Anna Jo Bodurtha Smith, MD, MPH, MSc, discusses her research on issues facing patients who need care for gynecologic cancers who have private insurance in the United States.

Anna Jo Bodurtha Smith, MD, MPH, MSc, fellow in Obstetrics and Gynecology at the University of Pennsylvania Perelman School of Medicine, discusses her research on issues facing patients who need care for gynecologic cancers who have private insurance in the United States.

Smith says that though screening tests for cancers are covered by insurance, it is not required to cover all costs related to gynecologic care such as follow-up after cervical cancer screenings and treatment for possible symptoms of gynecologic cancers.

For patients who are diagnosed with cancer, they may not be able to see the closest gynecologic oncologist to them due to in-network requirements, and Smith’s research has found that some plans have no specialized gynecologic oncologists in-network at all.

Private insurance plans also often cut costs by passing them to patients, including high copays for physician visits, procedures, and medications. Smith says that patients pay an average of $5000 in the first year of gynecologic cancer treatment despite having private insurance coverage. Additionally, insurance requirements such as prior authorization can create delays and barriers that keep patients from getting the care they need.
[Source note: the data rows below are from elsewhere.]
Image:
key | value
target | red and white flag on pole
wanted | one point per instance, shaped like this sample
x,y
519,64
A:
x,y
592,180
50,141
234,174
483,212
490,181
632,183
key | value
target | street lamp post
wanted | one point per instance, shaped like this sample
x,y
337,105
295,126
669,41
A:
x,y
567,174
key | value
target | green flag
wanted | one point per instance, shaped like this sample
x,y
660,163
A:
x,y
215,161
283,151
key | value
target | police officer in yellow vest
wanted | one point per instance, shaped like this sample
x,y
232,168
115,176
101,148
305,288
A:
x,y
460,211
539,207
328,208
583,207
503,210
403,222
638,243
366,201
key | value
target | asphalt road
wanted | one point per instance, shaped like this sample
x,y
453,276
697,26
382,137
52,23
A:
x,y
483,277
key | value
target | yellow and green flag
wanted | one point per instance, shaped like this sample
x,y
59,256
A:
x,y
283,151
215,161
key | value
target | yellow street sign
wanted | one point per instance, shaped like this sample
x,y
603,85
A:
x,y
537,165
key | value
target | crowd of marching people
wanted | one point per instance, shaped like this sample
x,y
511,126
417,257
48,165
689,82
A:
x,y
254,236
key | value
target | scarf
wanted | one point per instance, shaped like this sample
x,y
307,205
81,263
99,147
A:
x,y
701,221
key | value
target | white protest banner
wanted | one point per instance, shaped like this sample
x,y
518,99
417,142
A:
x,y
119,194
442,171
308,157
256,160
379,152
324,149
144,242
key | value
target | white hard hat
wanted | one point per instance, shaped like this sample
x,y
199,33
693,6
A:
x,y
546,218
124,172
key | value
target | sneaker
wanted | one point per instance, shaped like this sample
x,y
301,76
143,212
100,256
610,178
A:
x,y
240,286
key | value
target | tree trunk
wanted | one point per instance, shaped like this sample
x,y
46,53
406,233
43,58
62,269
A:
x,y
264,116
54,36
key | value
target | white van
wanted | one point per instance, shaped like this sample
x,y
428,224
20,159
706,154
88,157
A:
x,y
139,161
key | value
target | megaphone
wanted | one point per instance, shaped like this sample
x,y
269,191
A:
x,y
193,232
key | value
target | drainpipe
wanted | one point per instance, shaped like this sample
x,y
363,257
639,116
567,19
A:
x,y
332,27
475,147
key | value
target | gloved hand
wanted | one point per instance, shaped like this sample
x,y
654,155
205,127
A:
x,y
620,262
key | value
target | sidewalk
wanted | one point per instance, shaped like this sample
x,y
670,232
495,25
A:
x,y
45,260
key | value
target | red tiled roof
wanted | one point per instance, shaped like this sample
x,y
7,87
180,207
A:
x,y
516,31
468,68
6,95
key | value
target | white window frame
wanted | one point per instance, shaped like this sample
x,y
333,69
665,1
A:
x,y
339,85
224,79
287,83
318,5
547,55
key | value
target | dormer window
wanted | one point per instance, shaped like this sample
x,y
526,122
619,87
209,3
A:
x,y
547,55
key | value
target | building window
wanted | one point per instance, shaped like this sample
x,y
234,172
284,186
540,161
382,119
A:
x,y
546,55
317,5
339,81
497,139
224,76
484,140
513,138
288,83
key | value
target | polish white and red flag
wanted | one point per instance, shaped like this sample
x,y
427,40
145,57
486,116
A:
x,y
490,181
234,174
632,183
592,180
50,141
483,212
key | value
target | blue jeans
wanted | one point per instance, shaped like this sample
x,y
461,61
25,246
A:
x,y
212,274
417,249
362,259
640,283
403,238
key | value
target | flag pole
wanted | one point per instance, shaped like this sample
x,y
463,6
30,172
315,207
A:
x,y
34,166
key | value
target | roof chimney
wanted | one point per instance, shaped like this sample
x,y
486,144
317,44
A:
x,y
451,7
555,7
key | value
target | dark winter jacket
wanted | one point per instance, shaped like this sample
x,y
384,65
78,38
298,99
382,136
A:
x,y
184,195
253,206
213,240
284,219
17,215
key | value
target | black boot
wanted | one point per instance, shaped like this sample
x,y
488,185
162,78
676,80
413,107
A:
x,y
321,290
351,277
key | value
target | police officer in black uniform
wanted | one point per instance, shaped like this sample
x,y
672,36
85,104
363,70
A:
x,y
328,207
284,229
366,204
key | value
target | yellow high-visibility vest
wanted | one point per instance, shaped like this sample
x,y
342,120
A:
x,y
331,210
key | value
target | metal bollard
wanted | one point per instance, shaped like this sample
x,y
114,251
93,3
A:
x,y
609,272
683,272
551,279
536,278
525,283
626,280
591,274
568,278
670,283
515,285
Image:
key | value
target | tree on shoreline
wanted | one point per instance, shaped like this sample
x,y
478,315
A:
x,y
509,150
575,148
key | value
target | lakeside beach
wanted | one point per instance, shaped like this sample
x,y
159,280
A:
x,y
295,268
0:08 | One of the big issues at the start is whether or not—so the Affordable Care Act covers cervical cancer screening, but private insurance is not required to cover the cost of any follow-up. We know that the follow-up for abnormal cervical cancer screening can actually be quite costly for a lot of privately insured patients. Similarly, gynecologic visits are not always consistently covered and the care you may need for gynecologic symptoms, such as vaginal bleeding or bloating, which are symptoms of gynecologic cancer, those visits may have a high copay, limiting patients’ ability to get in for those early symptoms.
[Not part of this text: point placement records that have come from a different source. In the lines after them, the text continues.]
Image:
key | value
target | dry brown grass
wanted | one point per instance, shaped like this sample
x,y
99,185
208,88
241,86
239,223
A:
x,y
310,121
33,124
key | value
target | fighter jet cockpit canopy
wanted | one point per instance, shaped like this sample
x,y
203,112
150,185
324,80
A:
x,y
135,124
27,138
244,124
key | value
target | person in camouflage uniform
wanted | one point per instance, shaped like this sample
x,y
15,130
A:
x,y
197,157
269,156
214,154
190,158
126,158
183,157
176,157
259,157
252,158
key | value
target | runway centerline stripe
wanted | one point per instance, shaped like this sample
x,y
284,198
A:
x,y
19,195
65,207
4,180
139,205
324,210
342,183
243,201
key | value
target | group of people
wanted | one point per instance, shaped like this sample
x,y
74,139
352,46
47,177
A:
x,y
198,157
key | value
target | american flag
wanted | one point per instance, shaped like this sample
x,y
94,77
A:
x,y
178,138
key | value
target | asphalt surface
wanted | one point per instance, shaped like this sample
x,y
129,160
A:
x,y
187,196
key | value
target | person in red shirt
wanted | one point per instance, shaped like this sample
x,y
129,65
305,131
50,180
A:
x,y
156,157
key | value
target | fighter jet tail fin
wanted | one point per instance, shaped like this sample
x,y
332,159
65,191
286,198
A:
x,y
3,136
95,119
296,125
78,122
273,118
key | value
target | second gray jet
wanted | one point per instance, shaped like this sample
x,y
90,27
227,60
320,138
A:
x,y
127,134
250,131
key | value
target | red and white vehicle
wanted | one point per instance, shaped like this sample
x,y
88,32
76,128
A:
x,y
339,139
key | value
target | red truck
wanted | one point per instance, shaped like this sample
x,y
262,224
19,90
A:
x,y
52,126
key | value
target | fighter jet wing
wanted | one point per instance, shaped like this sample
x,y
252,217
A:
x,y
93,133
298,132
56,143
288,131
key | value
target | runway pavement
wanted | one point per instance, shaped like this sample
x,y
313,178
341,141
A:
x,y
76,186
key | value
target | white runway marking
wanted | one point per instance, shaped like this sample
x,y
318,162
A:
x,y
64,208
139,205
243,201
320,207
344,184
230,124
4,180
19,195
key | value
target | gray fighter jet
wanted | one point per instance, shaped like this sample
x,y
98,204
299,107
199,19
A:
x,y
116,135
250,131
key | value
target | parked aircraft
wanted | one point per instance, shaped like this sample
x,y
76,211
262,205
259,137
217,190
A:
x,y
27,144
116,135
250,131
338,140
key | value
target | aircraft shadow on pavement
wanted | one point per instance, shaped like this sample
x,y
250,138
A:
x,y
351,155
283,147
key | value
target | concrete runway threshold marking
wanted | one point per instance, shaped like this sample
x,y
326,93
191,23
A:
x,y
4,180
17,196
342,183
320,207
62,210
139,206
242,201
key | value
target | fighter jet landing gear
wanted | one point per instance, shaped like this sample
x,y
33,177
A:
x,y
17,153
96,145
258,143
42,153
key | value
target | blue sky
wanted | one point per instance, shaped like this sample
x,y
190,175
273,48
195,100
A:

Then once you're diagnosed with gynecologic cancer with private insurance, we're seeing more and more plans that have narrower health care networks. So it may be that there is a gynecologic oncologist in your network but it's not the one closest to you. Your insurance wants to go see somebody far away or they may not be the provider that's local. There is some research that there have been insurance plans that have no gynecologic oncologist in the network. And so, you have to navigate “How do I get care for my cancer?” when insurance is saying there is nobody who can care for my cancer. That is getting into gynecologic oncology.

Then we know that private insurance plans have, understandably with the cost of care, tried to figure out how we can lower the cost of care. Unfortunately, a lot of the costs fall back on patients. You may experience during your cancer treatment with private insurance, you may experience both high cost of visits for follow-up and medications can be quite expensive. We know that patients with private insurance on average spend $5,000 in their first year of gynecologic cancer treatment, which is a lot of money. Then, we know that there [are] more things like prior authorization that can cause delays and put-up administrative barriers to patients getting the gynecologic cancer care they need with private insurance.